Minho
Boğazımdaki kuruluk hissiyle beraber uyandım.Etrafa göz gezdirdiğimde solumda güvenlik görevlisinin beklediğini gördüm.Hastane yatağında biraz daha doğrulup yanımdaki sehpadan bardağa uzanıp su içtim.Olanları yeni yeni hatırlamaya başladığımda panikle kolumdaki serumu çıkarmaya çalıştım.Yanımda duran güvenlik beni engellemeye çalışsa da serumu çıkartıp hastane odasından dışarı çıktım.Abimin oda numarasını öğrenip oraya doğru adımladım.

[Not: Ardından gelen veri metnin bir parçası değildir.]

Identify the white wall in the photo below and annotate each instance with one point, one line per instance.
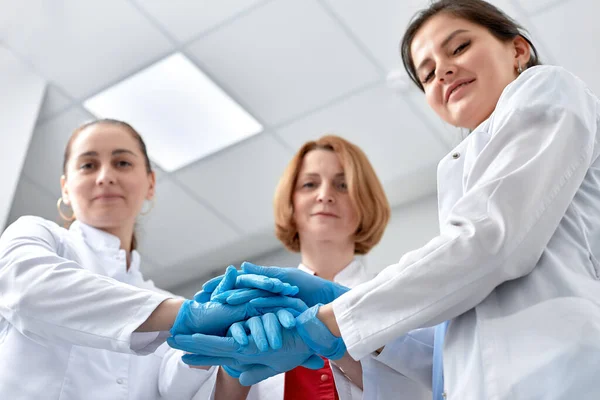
(21, 96)
(410, 227)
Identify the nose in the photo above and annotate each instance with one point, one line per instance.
(325, 194)
(106, 176)
(445, 71)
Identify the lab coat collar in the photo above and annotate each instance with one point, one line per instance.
(353, 274)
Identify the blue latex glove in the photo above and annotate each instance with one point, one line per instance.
(244, 280)
(212, 318)
(316, 335)
(266, 330)
(214, 350)
(313, 290)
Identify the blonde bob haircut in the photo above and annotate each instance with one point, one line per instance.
(364, 188)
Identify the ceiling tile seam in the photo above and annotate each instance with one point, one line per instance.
(182, 48)
(435, 132)
(227, 22)
(540, 10)
(545, 55)
(329, 103)
(203, 202)
(119, 79)
(33, 69)
(362, 48)
(223, 86)
(216, 154)
(41, 188)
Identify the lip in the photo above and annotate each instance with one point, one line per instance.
(325, 214)
(455, 85)
(108, 196)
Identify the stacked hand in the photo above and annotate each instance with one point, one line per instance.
(268, 323)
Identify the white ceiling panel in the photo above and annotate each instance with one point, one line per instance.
(54, 102)
(178, 227)
(184, 19)
(448, 134)
(81, 45)
(30, 199)
(573, 44)
(379, 121)
(43, 164)
(284, 59)
(245, 183)
(380, 24)
(214, 262)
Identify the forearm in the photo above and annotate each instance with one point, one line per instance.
(163, 316)
(228, 388)
(327, 317)
(351, 368)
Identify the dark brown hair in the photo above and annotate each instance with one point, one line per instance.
(479, 12)
(107, 121)
(114, 122)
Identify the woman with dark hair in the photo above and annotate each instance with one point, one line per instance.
(515, 268)
(77, 319)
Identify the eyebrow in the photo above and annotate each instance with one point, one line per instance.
(114, 153)
(313, 174)
(444, 44)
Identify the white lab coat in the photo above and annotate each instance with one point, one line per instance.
(376, 374)
(68, 309)
(516, 265)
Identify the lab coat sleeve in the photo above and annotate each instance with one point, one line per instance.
(346, 389)
(543, 136)
(402, 370)
(48, 297)
(178, 381)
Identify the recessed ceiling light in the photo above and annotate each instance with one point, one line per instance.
(180, 112)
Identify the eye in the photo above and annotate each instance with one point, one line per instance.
(123, 164)
(343, 186)
(86, 166)
(461, 47)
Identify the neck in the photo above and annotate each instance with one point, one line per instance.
(125, 235)
(326, 258)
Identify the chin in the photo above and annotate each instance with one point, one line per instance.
(108, 220)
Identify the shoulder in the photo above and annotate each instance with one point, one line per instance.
(547, 87)
(32, 226)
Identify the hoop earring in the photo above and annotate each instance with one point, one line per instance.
(149, 209)
(62, 215)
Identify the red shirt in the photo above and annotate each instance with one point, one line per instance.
(310, 384)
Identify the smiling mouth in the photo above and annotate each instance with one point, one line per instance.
(325, 215)
(458, 87)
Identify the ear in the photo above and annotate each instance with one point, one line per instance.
(64, 190)
(152, 185)
(522, 51)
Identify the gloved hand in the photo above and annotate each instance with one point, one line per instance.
(316, 335)
(312, 289)
(212, 318)
(214, 350)
(266, 330)
(245, 280)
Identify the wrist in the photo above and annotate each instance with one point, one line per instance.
(327, 317)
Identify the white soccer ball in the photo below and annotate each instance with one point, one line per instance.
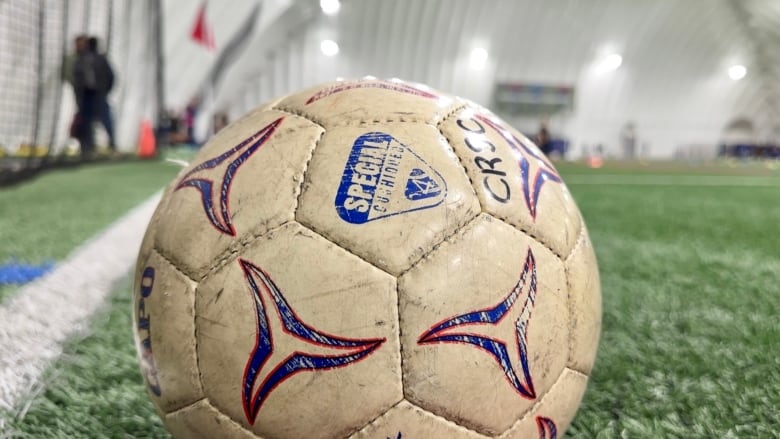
(367, 259)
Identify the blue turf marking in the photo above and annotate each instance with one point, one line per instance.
(15, 273)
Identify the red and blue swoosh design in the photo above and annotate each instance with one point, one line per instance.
(546, 427)
(459, 329)
(221, 219)
(332, 351)
(532, 185)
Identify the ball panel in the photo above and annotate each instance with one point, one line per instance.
(244, 182)
(483, 315)
(513, 179)
(584, 305)
(406, 420)
(286, 348)
(356, 101)
(386, 192)
(554, 413)
(202, 421)
(163, 317)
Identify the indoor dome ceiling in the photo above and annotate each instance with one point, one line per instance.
(673, 81)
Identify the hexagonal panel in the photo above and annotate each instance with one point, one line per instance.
(202, 421)
(164, 329)
(406, 420)
(296, 334)
(386, 192)
(554, 413)
(584, 305)
(483, 326)
(513, 179)
(244, 182)
(368, 101)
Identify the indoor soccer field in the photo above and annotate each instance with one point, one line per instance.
(389, 219)
(689, 269)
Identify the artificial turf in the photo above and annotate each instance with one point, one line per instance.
(689, 338)
(44, 219)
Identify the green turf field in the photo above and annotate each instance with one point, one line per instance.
(45, 218)
(690, 334)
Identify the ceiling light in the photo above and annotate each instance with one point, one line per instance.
(478, 58)
(737, 72)
(329, 47)
(610, 62)
(330, 7)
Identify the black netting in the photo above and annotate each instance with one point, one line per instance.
(37, 104)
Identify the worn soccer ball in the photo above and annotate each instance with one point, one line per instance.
(367, 259)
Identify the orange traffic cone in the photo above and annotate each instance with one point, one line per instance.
(147, 144)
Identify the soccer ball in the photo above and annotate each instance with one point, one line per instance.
(367, 259)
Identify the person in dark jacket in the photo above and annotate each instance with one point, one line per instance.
(104, 82)
(84, 77)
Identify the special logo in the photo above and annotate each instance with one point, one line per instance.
(383, 177)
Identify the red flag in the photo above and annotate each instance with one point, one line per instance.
(201, 31)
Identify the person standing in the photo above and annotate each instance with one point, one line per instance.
(84, 80)
(628, 140)
(104, 82)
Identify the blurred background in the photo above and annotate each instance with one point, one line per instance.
(614, 79)
(663, 118)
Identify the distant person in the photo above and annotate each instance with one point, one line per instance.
(628, 141)
(190, 114)
(104, 78)
(83, 77)
(543, 139)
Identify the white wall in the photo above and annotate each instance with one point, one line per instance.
(672, 84)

Kapıyı çalmadan içeri girdiğimde abimin uyanık olduğunu gördüm.Fakat farklı olarak yanında sarışın bir çocuk vardı.Polis üniforması giydiği için kim olduğunu sorgulamadım.Direkt abimin yanına gidip boynuna sarıldım. "Abi ben çok özür dilerim seni oraya sürüklemeseydim bu şekilde olmazdı çok üzgünüm." Abim beni kendinden uzaklaştırıp gözyaşlarımla ıslanmış saçlarımı kulağımın arkasına sıkıştırdı."Minho ben polisim abicim ilk yaralanmam değil bu ve kendini de suçlama sakın" sözlerini bitirip bana tekrar sarıldı.
Az önce gördüğüm sarışın çocuğun konuşmasıyla abim ile olan sarılmamızı sonlandırmıştım "Baskomiserim kamera kayıtlarında bir görüntü yakalamışlar" abim doğrulmak istediğinde ona yardım ettim ve onunla beraber kamera görüntülerine baktım.

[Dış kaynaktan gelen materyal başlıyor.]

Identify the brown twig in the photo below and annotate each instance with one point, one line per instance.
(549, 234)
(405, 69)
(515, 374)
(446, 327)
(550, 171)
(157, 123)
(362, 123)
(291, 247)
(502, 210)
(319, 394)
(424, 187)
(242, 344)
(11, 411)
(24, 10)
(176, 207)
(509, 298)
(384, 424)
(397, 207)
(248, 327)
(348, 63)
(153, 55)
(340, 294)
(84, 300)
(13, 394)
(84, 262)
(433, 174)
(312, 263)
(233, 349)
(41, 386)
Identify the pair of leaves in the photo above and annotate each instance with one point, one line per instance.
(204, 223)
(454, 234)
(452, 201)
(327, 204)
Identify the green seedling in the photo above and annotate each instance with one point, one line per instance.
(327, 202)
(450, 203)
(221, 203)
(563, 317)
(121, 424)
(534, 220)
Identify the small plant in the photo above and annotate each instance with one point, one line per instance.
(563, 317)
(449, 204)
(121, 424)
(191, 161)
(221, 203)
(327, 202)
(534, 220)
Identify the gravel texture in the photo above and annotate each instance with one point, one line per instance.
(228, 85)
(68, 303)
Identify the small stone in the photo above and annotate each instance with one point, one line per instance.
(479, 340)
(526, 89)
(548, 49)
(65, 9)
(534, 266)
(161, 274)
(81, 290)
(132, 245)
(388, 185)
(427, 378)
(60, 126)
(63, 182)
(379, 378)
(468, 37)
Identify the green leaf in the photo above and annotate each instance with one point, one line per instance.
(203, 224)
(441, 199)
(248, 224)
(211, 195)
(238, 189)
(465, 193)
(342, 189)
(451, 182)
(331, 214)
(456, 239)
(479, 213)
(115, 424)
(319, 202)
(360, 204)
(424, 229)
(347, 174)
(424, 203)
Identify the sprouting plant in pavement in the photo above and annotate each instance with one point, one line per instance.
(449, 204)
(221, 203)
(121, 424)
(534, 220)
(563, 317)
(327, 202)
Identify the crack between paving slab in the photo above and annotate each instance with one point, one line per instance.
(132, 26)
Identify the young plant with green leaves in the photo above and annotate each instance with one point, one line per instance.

Kameranın görüş açısında siyah bir maskesi olan kısa ama yapılı biri vardı ve maskeden belli olan kadarıyla direkt olarak kameraya bakıp gülümsüyordu.Bi an arabada karşı karşıya geldiğim o gülümsemeyi anımsadım.Tam olarak o mavi saçlı katilin tebessümüydü bu.Bu düşüncemi dile getirmiştim "aynısıydı, arabada karşılaştığım katilin gülümsemesinin aynısı bu" abim bir süre daha kaydı incelemiş ve başka bir şey bulamayınca oflayarak bilgisayarı bana vermişti.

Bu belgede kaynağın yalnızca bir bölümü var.